Blood, Sweat, and Cheers is part of the Themes in Canadian Social History series produced by the University of Toronto Press, beginning in the 1990s. This book is the fifth in the set. Although more than a decade has elapsed since its original publication in 2001, Howell’s work continues to represent an important contribution to the historiography of Canadian sport. Reprinted for the third time in 2010, Blood, Sweat, and Cheers can still be counted as one of the top choices for textbooks in a Canadian sport history survey course.

In a book that is highly readable for students as well as a general audience, Howell’s methodological approach is a blend of theme and chronology. The book’s introduction quickly addresses some of the historiographical dilemmas that have created debate in the field. Two questions are given particular emphasis in the opening, what is sport and what is it for? These questions set the table for the reader who has an opportunity to formulate and re-formulate answers as the book progresses.

After the introduction, Howell deftly weaves his way through the development of Canadian sport, tying in all of the major themes, including gender, race and ethnicity, amateurism versus professionalism, regionalism, nationalism and urbanization.

Perhaps the best chapter in the book is the fourth, titled “Cheers.” This section is devoted to fandom in its many forms. This topic has received minimal attention among Canadian sport historians. Too often those writing in the field ignore the spectator or fan, diminishing their importance in shaping the sporting experience compared to the athlete, team or those more directly involved with athletic participation or the performance. Howell addresses the stereotyping that has relegated spectator study to the proverbial sidelines. Often fans are lumped into one of two categories: 1) the cultural dope; or 2) the hooligan; both descriptors are fraught with errors. Howell looks beyond these simplistic labels to give nuance to the millions of Canadians who have added meaning to sporting spectacles. Howell demonstrates how the sporting fraternity took root in Canada and how it evolved in the age of mass media, including television broadcasts that opened a new frontier for sport and fans. The book also discusses the role of women within the sporting fraternity and how social expectations dictated their recreation and leisure choices, the spaces females could occupy within sport stadiums and parks, and the eventual courtship of female fans by team management since their inclusion to the crowd lent the sporting spectacle a [End Page 346] certain respectability. While a book about Canadian sport, Howell’s gift is his masterful weaving of athletics into the larger Canadian social context. From its existence as a colonial entity to its current place as a modern nation state, Blood, Sweat, and Cheers demonstrates that sport was not a loose thread in Canadian history but part of the larger social fabric.

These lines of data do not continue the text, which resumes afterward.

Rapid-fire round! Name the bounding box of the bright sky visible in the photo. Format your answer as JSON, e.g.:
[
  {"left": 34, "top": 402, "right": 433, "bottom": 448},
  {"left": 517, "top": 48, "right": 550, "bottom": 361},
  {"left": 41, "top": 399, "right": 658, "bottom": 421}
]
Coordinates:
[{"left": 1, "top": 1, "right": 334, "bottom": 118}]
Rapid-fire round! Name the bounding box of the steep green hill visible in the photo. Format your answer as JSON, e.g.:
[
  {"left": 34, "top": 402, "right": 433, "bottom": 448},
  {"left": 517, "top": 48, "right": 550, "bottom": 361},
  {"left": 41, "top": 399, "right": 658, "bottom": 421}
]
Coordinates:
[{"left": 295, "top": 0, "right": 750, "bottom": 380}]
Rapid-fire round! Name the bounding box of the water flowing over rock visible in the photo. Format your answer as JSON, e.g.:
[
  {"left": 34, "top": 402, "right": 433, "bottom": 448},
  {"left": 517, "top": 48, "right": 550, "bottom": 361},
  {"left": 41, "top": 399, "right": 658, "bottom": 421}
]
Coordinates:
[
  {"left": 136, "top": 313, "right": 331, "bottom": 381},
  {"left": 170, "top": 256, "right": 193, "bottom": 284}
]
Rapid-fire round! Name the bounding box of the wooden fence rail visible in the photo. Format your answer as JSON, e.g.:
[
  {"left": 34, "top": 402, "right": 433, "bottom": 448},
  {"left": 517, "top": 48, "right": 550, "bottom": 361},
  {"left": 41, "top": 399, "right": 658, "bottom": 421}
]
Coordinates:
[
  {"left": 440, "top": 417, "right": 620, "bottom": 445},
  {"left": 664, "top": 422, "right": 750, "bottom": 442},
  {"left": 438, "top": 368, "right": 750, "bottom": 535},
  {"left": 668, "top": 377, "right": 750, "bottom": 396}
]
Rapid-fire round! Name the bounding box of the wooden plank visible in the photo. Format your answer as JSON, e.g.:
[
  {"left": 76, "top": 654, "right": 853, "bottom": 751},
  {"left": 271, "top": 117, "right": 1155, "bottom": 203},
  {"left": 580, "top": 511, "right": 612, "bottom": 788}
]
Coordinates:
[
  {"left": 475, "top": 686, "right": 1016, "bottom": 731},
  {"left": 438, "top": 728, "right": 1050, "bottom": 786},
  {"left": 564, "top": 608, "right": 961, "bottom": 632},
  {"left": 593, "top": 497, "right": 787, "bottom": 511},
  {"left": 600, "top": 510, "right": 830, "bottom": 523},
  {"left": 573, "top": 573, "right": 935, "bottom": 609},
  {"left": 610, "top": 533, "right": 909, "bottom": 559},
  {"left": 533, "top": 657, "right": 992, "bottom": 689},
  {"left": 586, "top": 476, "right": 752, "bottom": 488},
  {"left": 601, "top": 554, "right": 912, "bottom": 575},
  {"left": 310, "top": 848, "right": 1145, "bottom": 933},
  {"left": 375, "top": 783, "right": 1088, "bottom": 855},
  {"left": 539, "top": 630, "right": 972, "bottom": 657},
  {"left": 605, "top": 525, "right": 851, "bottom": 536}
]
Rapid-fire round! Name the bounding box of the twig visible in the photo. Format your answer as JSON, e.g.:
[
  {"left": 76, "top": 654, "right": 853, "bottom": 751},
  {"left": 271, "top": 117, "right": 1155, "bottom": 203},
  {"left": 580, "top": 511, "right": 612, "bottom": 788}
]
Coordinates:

Finally, this review would be remiss if it did not mention the length of Howell’s work. It is short in length and a quick read. The number of pages is a strength and weakness equally. Blood, Sweat, and Cheers is a concise volume that provides the information to the reader in short-order. For a reader looking for more in-depth analysis of some topics, however, Howell’s work leaves them wanting. That noted, however, Howell is conscientious at pointing the reader to other authors who have dedicated themselves to more specialized studies on the variety of topics he addresses.